Опять зазевалась. Все, больше никаких прогнозов и рассуждений. Будь, что будет. Надеюсь, я достаточно хорошо знаю Андрея, и все пройдет, как надо. Впрочем, необходимо и достаточно того, чтобы он отреагировал на эту новость не так же, как я сама. У меня была истерика со слезами, всякой чушью про то, как теперь жить, и удивленными вопросами узиста на тему того, как я осталась без отца ребенка. А я ведь просто привыкла думать, что я одна и до сих пор переосмысливаю все события в жизни именно с этой стороны.

– Ты почти ничего не ешь, – спокойно, без волнения в голосе, но слегка настороженно замечает Андрей.

Я молча киваю, хотя здесь надо бы придумать какую-нибудь отговорку.

– Что случилось? – он отставляет тарелку и пристально смотрит на меня, изучая, как мне кажется, каждый сантиметр моего лица. – Опять что-то на работе?

– Нет, – понимаю взгляд, хотя хотела бы провалиться сквозь землю. – Нет, там все хорошо.

– А где плохо?

– Да, наверное, нигде, – вздыхаю. – Мне надо тебе кое-что сказать.

– Так смелее, милая, – Андрей пересаживается на стул поближе ко мне и кладет руку мне на плечо. – Тебе от меня нечего скрывать, поверь.

Почему-то в моем затасканном за день сознании возникает ответный вопрос «А тебе?», но это полная чушь, просто результат дикого волнения.
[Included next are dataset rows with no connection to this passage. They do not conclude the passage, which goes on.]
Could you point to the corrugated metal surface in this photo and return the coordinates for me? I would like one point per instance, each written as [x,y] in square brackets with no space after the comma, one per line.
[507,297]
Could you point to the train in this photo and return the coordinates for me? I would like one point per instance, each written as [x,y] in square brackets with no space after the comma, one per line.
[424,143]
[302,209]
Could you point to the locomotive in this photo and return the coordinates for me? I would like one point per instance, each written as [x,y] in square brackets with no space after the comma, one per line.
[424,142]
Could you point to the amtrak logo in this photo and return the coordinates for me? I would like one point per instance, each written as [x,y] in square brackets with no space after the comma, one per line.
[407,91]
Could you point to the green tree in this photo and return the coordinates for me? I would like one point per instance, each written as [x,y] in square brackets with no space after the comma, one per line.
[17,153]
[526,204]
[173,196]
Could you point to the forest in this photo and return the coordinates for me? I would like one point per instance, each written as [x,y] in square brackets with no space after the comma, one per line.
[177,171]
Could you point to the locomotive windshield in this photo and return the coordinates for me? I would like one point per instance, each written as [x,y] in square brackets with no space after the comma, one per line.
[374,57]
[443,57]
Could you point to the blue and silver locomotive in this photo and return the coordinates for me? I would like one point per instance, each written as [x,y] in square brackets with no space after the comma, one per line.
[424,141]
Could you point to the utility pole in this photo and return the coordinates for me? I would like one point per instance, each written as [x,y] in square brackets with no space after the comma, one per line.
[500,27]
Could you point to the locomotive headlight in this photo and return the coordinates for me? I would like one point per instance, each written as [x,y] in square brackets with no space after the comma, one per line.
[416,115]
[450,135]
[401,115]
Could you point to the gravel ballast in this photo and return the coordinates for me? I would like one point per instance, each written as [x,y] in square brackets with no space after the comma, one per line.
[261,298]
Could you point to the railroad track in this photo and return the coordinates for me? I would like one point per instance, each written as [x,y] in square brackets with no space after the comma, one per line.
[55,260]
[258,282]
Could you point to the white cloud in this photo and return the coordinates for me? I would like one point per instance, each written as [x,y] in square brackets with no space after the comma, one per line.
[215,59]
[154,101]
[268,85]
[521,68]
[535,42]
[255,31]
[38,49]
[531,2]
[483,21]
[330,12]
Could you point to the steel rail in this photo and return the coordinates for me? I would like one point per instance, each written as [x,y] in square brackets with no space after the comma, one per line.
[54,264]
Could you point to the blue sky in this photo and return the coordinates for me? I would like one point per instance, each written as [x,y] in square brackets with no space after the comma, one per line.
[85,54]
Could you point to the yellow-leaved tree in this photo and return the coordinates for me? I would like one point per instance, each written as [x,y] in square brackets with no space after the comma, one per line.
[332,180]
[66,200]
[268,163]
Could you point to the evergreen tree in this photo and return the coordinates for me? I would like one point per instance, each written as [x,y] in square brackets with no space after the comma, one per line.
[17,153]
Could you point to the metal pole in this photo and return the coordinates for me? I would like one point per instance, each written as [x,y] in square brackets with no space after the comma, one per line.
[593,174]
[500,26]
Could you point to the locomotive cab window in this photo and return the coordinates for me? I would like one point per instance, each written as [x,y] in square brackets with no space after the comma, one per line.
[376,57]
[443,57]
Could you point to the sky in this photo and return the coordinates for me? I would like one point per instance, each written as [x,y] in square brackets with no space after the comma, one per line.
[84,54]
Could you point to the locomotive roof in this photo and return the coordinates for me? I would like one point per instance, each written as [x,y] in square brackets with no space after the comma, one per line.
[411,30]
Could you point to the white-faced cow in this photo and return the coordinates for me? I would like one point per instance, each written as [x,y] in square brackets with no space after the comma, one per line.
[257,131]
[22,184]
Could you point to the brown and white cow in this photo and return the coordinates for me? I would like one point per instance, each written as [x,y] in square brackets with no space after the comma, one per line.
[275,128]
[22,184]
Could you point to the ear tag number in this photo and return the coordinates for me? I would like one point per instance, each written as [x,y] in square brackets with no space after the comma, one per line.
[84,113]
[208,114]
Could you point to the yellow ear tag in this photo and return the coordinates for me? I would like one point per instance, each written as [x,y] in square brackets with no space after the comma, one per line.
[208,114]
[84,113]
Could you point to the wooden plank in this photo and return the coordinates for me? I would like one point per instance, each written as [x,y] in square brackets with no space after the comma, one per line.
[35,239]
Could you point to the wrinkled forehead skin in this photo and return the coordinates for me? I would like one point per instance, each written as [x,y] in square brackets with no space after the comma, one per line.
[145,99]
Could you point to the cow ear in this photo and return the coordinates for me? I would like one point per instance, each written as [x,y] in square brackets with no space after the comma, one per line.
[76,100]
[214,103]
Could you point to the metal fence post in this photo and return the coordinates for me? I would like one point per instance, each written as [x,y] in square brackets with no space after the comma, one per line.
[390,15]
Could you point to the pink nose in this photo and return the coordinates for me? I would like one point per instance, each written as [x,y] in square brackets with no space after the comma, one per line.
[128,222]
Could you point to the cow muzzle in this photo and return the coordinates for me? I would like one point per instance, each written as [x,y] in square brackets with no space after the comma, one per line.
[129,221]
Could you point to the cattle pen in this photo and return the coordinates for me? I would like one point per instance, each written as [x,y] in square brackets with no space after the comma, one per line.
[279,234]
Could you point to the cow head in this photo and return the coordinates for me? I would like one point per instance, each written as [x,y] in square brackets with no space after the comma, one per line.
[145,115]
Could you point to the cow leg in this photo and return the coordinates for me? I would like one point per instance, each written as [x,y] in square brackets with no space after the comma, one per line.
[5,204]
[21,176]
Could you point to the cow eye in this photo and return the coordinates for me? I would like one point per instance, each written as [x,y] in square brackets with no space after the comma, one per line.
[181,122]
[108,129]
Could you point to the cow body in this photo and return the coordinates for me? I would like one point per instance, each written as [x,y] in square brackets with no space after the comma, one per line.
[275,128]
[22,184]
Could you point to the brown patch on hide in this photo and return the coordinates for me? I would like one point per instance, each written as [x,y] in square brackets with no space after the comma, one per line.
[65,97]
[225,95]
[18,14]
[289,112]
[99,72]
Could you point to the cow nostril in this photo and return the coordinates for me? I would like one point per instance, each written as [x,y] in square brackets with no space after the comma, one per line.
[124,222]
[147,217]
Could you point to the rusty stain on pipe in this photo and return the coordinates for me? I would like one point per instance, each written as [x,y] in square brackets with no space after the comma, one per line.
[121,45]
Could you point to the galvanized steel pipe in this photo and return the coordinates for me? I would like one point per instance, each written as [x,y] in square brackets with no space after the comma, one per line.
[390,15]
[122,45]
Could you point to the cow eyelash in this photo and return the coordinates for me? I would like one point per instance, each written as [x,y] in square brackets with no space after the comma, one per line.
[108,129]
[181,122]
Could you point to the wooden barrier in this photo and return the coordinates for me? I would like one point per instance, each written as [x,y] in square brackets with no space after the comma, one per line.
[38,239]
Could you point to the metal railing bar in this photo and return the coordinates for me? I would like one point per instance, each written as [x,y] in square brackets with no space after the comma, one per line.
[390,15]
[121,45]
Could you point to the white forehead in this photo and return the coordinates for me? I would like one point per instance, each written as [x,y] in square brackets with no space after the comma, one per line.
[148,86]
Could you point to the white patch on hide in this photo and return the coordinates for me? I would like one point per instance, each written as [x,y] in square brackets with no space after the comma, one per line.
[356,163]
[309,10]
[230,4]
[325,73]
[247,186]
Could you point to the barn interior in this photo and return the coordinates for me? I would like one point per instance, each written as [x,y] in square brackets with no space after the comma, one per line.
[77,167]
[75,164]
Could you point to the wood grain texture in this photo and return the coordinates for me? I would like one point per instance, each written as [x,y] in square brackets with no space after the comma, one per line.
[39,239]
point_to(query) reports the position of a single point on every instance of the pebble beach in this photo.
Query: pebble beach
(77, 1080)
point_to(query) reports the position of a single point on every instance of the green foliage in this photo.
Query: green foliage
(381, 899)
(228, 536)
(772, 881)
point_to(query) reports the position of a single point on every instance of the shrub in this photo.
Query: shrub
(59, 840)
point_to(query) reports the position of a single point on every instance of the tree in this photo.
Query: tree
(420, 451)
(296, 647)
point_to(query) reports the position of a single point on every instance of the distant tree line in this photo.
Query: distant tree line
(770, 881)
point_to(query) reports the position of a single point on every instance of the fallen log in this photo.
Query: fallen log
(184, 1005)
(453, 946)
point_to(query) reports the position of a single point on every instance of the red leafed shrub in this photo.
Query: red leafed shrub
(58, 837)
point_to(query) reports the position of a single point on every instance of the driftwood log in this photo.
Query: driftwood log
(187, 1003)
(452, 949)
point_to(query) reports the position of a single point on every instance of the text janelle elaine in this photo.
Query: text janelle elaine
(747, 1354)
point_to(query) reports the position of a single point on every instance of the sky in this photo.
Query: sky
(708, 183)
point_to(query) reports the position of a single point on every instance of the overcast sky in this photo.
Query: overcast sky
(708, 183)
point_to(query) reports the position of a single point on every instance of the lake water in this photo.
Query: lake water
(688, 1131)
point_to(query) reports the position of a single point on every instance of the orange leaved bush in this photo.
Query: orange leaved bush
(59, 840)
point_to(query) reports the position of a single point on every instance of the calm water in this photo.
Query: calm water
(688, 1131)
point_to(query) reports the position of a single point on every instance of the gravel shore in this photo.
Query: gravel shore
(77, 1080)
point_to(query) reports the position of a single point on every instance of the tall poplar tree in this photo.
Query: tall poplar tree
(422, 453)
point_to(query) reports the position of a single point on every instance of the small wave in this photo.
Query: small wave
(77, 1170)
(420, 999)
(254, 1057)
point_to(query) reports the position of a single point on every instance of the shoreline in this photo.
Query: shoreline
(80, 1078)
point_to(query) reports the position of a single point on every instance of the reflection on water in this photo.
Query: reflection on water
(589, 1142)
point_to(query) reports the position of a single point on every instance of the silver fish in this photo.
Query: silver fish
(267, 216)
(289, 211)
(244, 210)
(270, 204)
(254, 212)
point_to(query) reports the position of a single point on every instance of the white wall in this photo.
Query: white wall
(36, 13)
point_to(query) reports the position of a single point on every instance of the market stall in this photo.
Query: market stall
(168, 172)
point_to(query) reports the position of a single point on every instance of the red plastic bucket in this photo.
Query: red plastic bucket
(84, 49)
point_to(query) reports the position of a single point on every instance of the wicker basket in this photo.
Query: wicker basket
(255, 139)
Теперь осталось собраться с духом, рассказать долгую предысторию того, как я все узнала и с кем говорила и как это все…

– Я беременна.

Фух. Вот и все, а ты боялась. Главное – не готовиться слишком долго. Теперь следи за его реакцией. Так, глаза отвел. Плохой знак. Очень плохой.

– Вот так вот, – зачем-то добавляю и пожимаю плечами, словно извиняясь.

– И какая неделя?

– Четвертая, – шепчу, предчувствуя какое-то неприятное продолжение.

– Это ужасно, – качает головой Андрей. – Просто кошмар.

У меня мгновенно пересыхает во рту. Такого прямого ответа я, честно говоря, не ожидала, но и задавать уточняющие вопросы не вижу смысла. Просто молчу.

– Ужасно, что ты уже на четвертой неделе, а мы еще не придумали, какое имя дать мальчику, а какое – девочке. А продумывать надо заранее, милая, – он улыбается и крепко обнимает меня. – Я самый счастливый мужчина на свете. Это лучшая новость за всю мою жизнь.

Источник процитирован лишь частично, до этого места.